Valentin JANIAUT

E-Mail

<valeuf AT gmail DOT com>

Wiki URL

http://wiki.valeuf.org/

HomePage URL

http://www.valeuf.org/

Country (born / living in)
France
Academic experience
  • Master Degree Of Computer Science at UTBM1

  • Exchange Student (and now dual degree) at KAIST2 in South Korea

  • Summer Camp at the IRLab3 of the NTU4

Your current occupation
Student
Software projects you have already participated in

Experience Level

Experience in coding in general
started 2004, 5000 hours
Experience in Python coding
started 2008, 800 hours
Experience in HTML
started 2004, 400 hours
Experience in CSS
started 2004, 400 hours
Experience in Javascript
started 2006, 200 hours
Experience with Mercurial
started in 2009, I use it for all my private project.
Your favourite programming language(s), best first
C/C++, Python, Java, Objective-C.
Tools you use for development
Mostly Vim for simple project. Otherwise : Eclipse and during my last internship X-Code and Microsoft Visual Studio.
Did you already do full day work (8h/5d) over some weeks on some software project yet?
I worked 6 months in Seoul for an internship. I was working arround 9h~10h, I was also working regularly during week-end, since it is usual in South Korea.
My point of view about the SoC
Unlike working for a company with closed-source, Summer Of Code is an appealing program, because it enables student to join a FOSS project. Furthermore, in my recent internship and freelance job I got used to work with ugly code and the lack of documentation because we did not have time to write it in an elegant manner. So working for a FOSS project, with the enriching advices of a mentor, will be for me an opportunity to improve my coding skills in a constructive and creative community. Furthermore, the wage would be for me an additional motivation to give my best.

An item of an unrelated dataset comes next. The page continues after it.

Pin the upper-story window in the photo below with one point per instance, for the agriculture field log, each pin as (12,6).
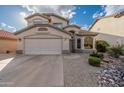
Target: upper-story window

First Project : Different DOM Conversions support

Proposal

MoinMoin is already a great tool to write reports, thesis and other consequent papers. First of all, it lets the author focus on the contents instead of the presentation. Secondly, it makes documents easily accessible from every computer with an internet connection. Thirdly, the different export functions can provide top-quality documents for printing, publishing ... Some other features are also really useful. If you have to write a report with different authors, it makes it really simple to manage the ACL, and have different people working on the same document at the same time. The desktop mode with the synchronization process provides an easy-to-make cloud storage for your different texts.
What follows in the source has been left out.